"Am Ende war es Mann gegen Mann. Marcel ist superstark, aber ich bin taktisch klug gefahren", sagte Greipel (Lotto-Soudal), der in der Stunde des Triumphes auch an seinen im Koma liegenden belgischen Teamkollegen Stig Broeckx dachte: "Ich bin emotional, ich kann das nicht verdrängen. Die Gedanken sind sehr oft bei Stig." Broeckx war bei der Belgien-Rundfahrt Ende Mai mit einem Begleitmotorrad zusammengestoßen und erlitt schwere Hirnverletzungen.
Der Thüringer Kittel (28) musste sich bei der Meisterschaft vor seiner Haustür sogar mit Rang drei zufrieden geben und kassierte knapp eine Woche vor dem Beginn der 103. Frankreich-Rundfahrt eine unerwartete Niederlage. Platz zwei ging an den 23-jährigen Max Walscheid vom Team Giant-Alpecin. "Die Enttäuschung ist auf jeden Fall groß, aber so ist es halt. Vielleicht gibt es ja einen Meisterschaftsfluch bei mir", sagte Kittel.
"Er war bärenstark"
Der Profi vom Team Etixx-Quick Step hatte den Sprint im Finale verzögern müssen und verlor dabei gegen den cleveren Greipel zu viel Boden. "Ich musste zweimal antreten, da war der Keks gegessen", sagte Kittel. Geschlagen ließ der achtmalige Tour-Etappensieger die Beine hängen und wurde auch von Walscheid noch passiert. Zuvor hatte Kittels Etixx-Teamkollege Tony Martin viel investiert, um das Tempo im Peloton hochzuhalten und entscheidende Attacken zu verhindern. "Tony ist ein Rennen für Zehn gefahren, er war bärenstark", sagte Kittel.
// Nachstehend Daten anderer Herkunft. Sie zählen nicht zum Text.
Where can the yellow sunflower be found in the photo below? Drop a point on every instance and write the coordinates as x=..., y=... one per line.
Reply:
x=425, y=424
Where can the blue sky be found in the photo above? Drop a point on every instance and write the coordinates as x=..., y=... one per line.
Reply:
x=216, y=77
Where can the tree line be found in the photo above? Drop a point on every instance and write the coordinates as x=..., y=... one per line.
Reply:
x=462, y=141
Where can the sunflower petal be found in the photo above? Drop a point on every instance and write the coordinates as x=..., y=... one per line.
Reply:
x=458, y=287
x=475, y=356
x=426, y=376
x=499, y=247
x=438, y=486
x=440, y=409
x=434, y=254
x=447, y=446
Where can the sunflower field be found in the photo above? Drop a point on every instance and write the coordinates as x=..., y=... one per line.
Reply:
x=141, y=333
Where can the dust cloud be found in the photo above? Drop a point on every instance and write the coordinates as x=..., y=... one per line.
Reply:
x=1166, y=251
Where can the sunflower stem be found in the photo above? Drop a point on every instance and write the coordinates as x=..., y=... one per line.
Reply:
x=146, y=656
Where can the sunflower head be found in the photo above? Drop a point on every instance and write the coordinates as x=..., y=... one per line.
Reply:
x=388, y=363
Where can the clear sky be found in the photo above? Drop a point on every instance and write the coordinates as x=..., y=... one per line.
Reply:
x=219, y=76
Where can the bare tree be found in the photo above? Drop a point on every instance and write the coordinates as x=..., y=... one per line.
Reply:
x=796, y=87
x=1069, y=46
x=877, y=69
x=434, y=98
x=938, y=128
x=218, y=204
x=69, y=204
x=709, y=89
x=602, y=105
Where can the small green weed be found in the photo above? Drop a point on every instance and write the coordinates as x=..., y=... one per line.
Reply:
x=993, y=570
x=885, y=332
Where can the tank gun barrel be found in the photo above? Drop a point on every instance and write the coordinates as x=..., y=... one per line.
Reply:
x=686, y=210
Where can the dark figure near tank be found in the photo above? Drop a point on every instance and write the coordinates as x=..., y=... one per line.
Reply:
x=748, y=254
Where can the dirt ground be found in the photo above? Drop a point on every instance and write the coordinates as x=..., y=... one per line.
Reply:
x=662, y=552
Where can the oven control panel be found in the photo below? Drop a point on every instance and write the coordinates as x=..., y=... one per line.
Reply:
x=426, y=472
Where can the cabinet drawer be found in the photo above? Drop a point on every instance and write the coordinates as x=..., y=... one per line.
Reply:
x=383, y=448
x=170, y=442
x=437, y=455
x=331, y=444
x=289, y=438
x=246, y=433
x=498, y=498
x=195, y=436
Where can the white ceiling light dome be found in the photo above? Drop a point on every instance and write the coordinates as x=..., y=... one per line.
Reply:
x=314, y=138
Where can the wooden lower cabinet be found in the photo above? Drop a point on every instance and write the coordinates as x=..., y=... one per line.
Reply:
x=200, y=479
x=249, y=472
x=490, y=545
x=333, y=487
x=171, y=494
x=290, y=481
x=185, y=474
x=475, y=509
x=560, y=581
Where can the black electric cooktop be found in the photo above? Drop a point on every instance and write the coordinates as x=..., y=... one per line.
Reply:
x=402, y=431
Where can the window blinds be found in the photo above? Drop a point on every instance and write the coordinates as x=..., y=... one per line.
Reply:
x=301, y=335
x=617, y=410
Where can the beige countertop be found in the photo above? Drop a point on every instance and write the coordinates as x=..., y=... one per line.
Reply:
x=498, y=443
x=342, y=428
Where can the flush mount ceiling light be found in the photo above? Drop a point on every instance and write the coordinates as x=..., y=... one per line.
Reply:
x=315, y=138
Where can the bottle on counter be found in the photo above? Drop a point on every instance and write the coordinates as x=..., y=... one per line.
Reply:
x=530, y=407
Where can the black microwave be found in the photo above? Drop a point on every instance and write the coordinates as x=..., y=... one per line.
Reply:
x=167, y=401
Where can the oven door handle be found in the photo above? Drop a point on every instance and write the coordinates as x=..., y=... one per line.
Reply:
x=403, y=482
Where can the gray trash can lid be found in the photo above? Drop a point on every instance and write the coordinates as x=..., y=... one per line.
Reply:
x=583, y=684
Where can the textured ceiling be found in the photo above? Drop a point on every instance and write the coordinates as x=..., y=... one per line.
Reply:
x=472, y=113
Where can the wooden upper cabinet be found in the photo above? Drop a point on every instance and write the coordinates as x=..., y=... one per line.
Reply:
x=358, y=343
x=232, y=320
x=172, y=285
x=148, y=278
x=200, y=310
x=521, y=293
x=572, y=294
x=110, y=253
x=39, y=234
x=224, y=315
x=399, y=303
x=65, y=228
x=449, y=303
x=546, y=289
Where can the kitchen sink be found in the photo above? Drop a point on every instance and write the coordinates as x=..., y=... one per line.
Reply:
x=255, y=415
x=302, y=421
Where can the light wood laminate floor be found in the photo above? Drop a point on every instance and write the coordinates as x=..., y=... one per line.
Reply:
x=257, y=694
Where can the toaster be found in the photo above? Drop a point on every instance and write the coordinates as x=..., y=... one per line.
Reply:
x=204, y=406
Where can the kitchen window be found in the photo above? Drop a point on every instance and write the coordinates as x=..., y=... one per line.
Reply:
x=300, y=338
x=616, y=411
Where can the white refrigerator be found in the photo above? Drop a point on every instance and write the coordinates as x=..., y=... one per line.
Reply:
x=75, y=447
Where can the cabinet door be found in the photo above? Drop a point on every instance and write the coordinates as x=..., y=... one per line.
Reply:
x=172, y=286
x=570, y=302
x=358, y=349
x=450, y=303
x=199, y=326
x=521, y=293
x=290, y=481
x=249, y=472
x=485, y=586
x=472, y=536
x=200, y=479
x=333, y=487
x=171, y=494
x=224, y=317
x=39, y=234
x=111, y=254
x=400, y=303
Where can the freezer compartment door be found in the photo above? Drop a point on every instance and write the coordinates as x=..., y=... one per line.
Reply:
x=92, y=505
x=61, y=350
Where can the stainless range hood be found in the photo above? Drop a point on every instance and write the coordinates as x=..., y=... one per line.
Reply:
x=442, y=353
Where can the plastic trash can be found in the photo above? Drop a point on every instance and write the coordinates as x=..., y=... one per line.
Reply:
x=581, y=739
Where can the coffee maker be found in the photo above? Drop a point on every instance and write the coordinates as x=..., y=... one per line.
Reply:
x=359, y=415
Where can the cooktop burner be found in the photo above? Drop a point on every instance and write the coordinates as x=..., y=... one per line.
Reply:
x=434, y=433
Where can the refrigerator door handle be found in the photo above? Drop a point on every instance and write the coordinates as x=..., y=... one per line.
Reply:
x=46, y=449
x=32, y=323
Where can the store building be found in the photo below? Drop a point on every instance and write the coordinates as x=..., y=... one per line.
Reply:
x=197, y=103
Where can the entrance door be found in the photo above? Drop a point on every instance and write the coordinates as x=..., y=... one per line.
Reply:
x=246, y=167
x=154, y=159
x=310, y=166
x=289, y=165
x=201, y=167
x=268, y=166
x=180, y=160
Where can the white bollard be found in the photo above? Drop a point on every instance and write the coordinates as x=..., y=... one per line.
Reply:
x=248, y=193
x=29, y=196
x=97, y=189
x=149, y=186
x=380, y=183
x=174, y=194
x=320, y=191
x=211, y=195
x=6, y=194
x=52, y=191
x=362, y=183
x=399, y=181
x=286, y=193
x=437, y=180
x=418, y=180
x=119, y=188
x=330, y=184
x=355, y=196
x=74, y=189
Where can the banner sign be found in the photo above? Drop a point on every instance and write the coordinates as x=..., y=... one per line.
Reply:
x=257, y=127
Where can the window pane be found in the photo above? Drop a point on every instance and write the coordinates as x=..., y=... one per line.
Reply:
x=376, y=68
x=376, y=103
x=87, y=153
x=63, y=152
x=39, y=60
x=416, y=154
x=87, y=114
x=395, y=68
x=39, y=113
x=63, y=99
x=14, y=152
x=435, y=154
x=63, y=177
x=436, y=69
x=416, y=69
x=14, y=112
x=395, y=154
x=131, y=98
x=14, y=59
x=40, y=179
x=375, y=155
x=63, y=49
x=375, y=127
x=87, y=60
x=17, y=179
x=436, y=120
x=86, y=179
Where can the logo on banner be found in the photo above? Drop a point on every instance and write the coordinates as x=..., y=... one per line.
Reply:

Für Kittel und Greipel wird es am kommenden Samstag zum Tour-Auftakt ernst. Die erste Etappe vom Mont-Saint-Michel zum Utah Beach in der Normandie ist flach und liegt den deutschen Top-Fahrern. Dort kämpfen Kittel und Greipel auch um das erste Gelbe Trikot der 103. Großen Schleife.
Der wiedererstarkte Kittel könnte dort zum dritten Mal nach 2013 und 2014, der seit Jahren konstante Greipel zum ersten Mal das begehrte "Maillot jaune" überstreifen. "Die Tour ist ein anderes Rennen, aber meine Form ist gut. Ich bin auf dem richtigen Weg", sagte Greipel. Genügend Selbstvertrauen dürfte er nun auch haben.
Kittel hatte die Favoritenrolle schon vor der Niederlage ein wenig von sich geschoben. "Ich möchte den Druck ein bisschen weghalten und kein überzogenes Ziel ausgeben", sagte er am Rande der DM. Für den gebürtigen Arnstädter war eigentlich alles angerichtet, zumal auch der Kurs auf ihn zugeschnitten war.
Degenkolb lässt Walscheid den Vortritt
Der 28-Jährige pokerte bis in die Schlussphase, während sein Hauptkonkurrent Greipel, der in Marcel Sieberg ebenfalls nur einen Lotto-Begleiter dabei hatte, zwischenzeitlich in einer Spitzengruppe vertreten war. "Mir sind gleich die Tränen gekommen, so ein Meistertitel ist immer etwas Besonderes", sagte Sieberg nach dem Triumph seines Kapitäns.
Einen klassischen Massensprint verhindern wollte eigentlich auch John Degenkolb, der letztlich dem jungen Walscheid den Vortritt ließ. Walscheid war mit Degenkolb in den furchtbaren Trainingsunfall im Januar verwickelt gewesen und hatte dabei einen Schienbeinbruch erlitten. "Ich freu mich riesig, die Tendenz ging zuletzt schon nach oben", sagte Walscheid.
Für Bewegung im Rennen gesorgt hatte immer wieder die auch zahlenmäßig starke Bora-Mannschaft um Titelverteidiger und Klettertalent Emanuel Buchmann, dem die Strecke nicht lag und der auch nichts ausrichten konnte. Der Jubel in Erfurt gehörte Greipel.